On the other end of the parking lot, I told the story of Great Island Cemetery, and the bodies that had been moved. We walked down to Triangle Park, I stopped there and pointed out the home of Eric Carlson, who had known the captain of the Titanic, and the post office, which had once been the home of the first man to have an autopsy in Lock Haven. As we walked down the alley, I pulled Livy aside quietly.
"KIddo. Find your grandmother and my wife. Her friend Kim is here, and she's really scared of ghosts. Have your grandmother check her with the EMFs---It'll really freak her out."

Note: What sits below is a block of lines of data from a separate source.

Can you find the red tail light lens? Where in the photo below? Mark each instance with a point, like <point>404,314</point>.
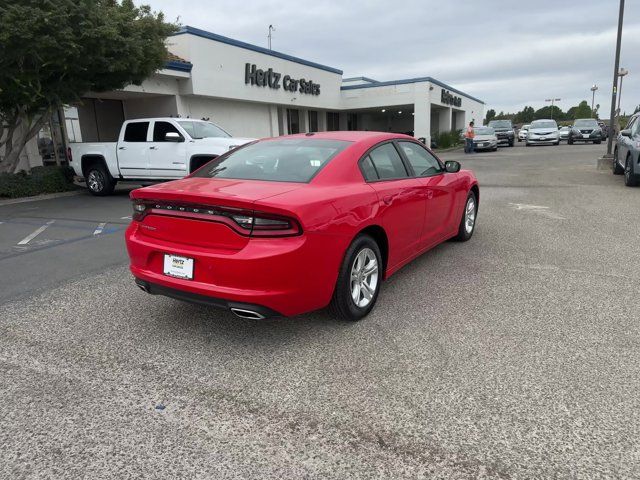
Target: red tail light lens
<point>245,222</point>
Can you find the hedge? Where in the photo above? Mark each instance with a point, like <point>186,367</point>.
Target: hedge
<point>448,139</point>
<point>40,180</point>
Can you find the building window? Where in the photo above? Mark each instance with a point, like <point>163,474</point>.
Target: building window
<point>313,121</point>
<point>352,121</point>
<point>333,121</point>
<point>293,121</point>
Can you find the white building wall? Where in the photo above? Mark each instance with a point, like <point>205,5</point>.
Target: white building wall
<point>240,119</point>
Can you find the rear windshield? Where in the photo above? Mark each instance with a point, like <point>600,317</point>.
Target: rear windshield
<point>500,123</point>
<point>586,123</point>
<point>286,160</point>
<point>544,124</point>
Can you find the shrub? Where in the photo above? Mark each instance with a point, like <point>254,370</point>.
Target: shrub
<point>448,139</point>
<point>40,180</point>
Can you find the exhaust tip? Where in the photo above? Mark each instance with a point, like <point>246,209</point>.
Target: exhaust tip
<point>247,314</point>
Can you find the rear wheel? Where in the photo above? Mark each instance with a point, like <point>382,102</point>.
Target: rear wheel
<point>630,179</point>
<point>468,220</point>
<point>617,169</point>
<point>99,180</point>
<point>359,280</point>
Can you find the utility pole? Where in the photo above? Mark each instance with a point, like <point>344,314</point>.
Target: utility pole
<point>593,97</point>
<point>552,100</point>
<point>271,29</point>
<point>614,128</point>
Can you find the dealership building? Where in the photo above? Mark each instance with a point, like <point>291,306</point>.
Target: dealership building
<point>252,91</point>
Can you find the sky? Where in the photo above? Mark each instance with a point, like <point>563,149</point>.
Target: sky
<point>507,53</point>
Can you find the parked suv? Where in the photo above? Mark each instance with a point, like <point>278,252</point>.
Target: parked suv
<point>626,155</point>
<point>504,131</point>
<point>585,130</point>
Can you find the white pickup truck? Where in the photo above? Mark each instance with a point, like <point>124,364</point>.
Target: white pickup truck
<point>149,150</point>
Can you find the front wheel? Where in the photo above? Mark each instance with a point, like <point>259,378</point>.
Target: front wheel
<point>630,179</point>
<point>359,280</point>
<point>468,220</point>
<point>99,180</point>
<point>617,169</point>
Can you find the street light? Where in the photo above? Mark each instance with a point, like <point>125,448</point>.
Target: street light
<point>552,100</point>
<point>593,97</point>
<point>271,29</point>
<point>621,73</point>
<point>612,117</point>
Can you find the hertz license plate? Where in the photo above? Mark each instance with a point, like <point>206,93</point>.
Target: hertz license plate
<point>179,267</point>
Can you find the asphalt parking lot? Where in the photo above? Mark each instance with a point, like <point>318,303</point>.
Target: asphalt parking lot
<point>514,355</point>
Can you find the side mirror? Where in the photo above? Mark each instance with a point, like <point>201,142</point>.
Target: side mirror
<point>173,137</point>
<point>451,166</point>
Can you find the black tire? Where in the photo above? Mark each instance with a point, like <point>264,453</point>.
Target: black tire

Livy grinned. "You got it."
We stopped in the parking lot of the Fallon Hotel, by the Susquehanna River.
"....But the Susquehanna Seal monster is not the official monster of Clinton County. The honor goes to the Giwoggle, a sort of werewolf created by a witch. That's the county's official monster....Show of hands. Who would buy a Giwoggle t-shirt?"
We walked down Water Street to the next stop. Julie, the head of the tourism agency, was beside me. I grinned at her.
"Giwoggle t-shirts, Julie. Think about it."
We stopped along Water Street.
"....So it's possible that you're standing where General Mad Anthony Wayne walks across the state, with bits of his bones right underneath your feet."
And back to the library.
"And I have one more story to tell you tonight. This one is special to me....Because this one is mine."
Though, in a way, they're all mine. Every ghost story in Lock Haven, every house....I've made them work for me. I've promoted them, and made them all my own.
"Ida Yost, seventeen years old, committed suicide in my home in 1905. She was abused by her father, and drank an ounce of carbolic acid. But I think Ida has a happy ending....The community cares about her now, more than they did when she was alive. She seems to like us there, our dogs, my baby son. I think after all these years....Ida is content."

I sat at my desk alone. My office. Basically, the PA Room was my office....All of our history is my territory.
It was after the tour. Everyone else had gone home. And I was counting out the money for Diane, alone in the library.
310....315....321. I did it. I beat last year's record.
In the other room, I heard a noise. A single footstep.
I was alone in the building.
I smiled.
This is my place. I'm happy here. And all my ghosts are friendly ones.